Goal & Research Activities: 

In this thesis,  the student is expected to create a Just-In-Time RETE; a version of RETE that changes its inner working (at runtime) based on the actual circumstances.  For instance, if it can be expected that a lot of deletions will occur in the near future, the production system should adopt the behavior specified by the TREAT-algorithm (a variation on RETE that that performs well for deletions, at the cost of slightly higher insertion-costs). Alternatively, if a lot of updates to existing data can be expected, the production system should change its evaluation strategy to yet another optimization.

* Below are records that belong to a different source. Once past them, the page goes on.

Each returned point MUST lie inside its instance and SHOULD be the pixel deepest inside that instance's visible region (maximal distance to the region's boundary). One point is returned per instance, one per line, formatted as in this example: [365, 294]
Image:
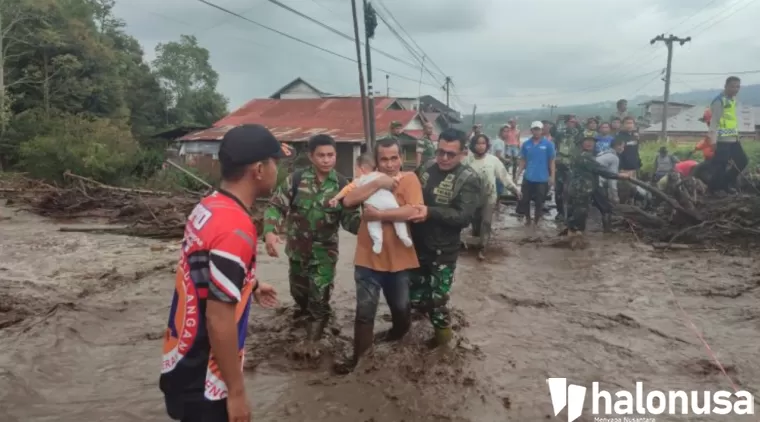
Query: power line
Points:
[337, 32]
[393, 17]
[215, 6]
[582, 90]
[732, 10]
[743, 72]
[408, 47]
[639, 57]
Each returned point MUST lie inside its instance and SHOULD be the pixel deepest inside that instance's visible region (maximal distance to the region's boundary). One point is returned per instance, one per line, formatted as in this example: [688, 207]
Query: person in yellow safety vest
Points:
[730, 158]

This thesis builds on earlier work, which entails that the student will be given an implementation of the RETE-algorithm and some optimizations. The student can therefor focus on defining transformation strategies in order to switch from one optimization to another based on actual circumstances.

To investigate this, the Master student will have to (at least):

-       Implement a use case such as the dating application.

-       Delve into related work of topics including the RETE algorithm, rule-based reasoning and production systems.

-    Get acquianted with an implementation of the RETE-algorithm.

-    Modify the algorithm in such a way that it can change from one optimization to the other at run-time.

-       Validate his/her work by comparing the performance of his/her implementation of JIT RETE against the version of RETE that does not change its evaluation strategy at run-time.

References: 

[1] http://en.wikipedia.org/wiki/Rete_algorithm

[2] C. Forgy, “Rete: A fast algorithm for the many pattern/many object pattern match problem,” Artificial Intelligences, vol. 19, no. 1, pp. 17– 37, 1982.

[3] Miranker, Daniel P. TREAT: A Better Match Algorithm for AI Production Systems; Long Version. University of Texas at Austin, 1987.

[4] Wright, Ian, and James A. R. Marshall. "The execution kernel of RC++: RETE*, a faster RETE with TREAT as a special case." Int. J. Intell. Games & Simulation 2.1 (2003): 36-48.